I grew up and learned to drive in the East Valley, so for the five years I worked for a Pinal County newspaper I always hated getting stuck behind a slow vehicle on those two-lane roads I had to use to get from Casa Grande to anywhere other than Eloy, where I almost never needed or wanted to go.
Passing in the oncoming-traffic lane is something I never take lightly, but this time I could calmly weave past the farming machines in the shelter of this mixer, deliverer of the “McMega drivethrough” culture most of Pinal County doesn’t want to see replicated around them, according to a study rolled out that day in Casa Grande by the Morrison Institute in front of some 300 people.
A few miles back I’d passed the Westcor/Pederson mall being built at Interstate 10 and Florence Boulevard, with its Target-to-be up front. Back when gas was $1 a gallon, I loved — no, needed — to have dozens of “different” Targets, Wal-Marts and Borderses I could drive to, anonymous destinations where I could still know my way around and chew up my excessive spare time.
So Casa Grande was truly the “big house” for me, with one of everything if it had anything, plus small, endearing independent places that didn’t offer the variety or anonymity I’d gotten used to. I was so not cut out for this that I commuted from Tucson or Phoenix for half the time I worked there.
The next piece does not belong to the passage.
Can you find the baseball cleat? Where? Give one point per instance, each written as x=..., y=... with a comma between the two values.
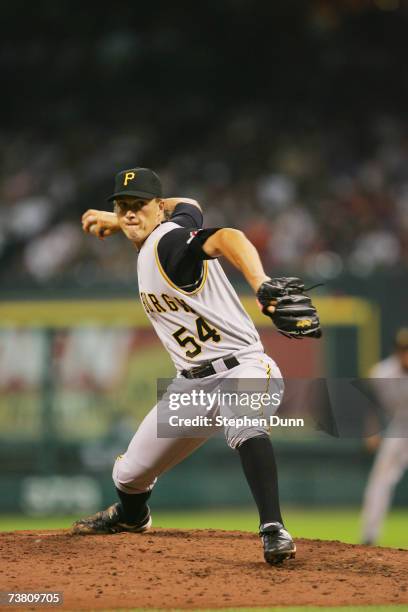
x=109, y=521
x=277, y=542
I started working at the Tribune two weeks before Sept. 11, 2001, and assumed the economic downturn would hit hardest in places such as Casa Grande and that land of imaginary lines known as Johnson Ranch, where development was just beginning to take off.
Today, that sounds idiotic. Pinal County, which had fewer people than Scottsdale in the 2000 census, has grown by two-thirds to just less than 300,000, according to the Morrison report.
That report is called “The Future at Pinal,” a very deliberate word choice about a desire to create unique destinations before the area is completely subsumed by people like me. But that may be difficult to do for desert dwellers who spend too much time in the car, as I did that day and as about half of the new Pinal does every day.
In the late afternoon sun, I started to get the still-rural desert along Ellsworth south of Germann in Queen Creek confused with the fields surrounding Coolidge, and the Tribune’s big red brick building on a downtown street in Mesa confused with the little red brick building in downtown Casa Grande I used to work in.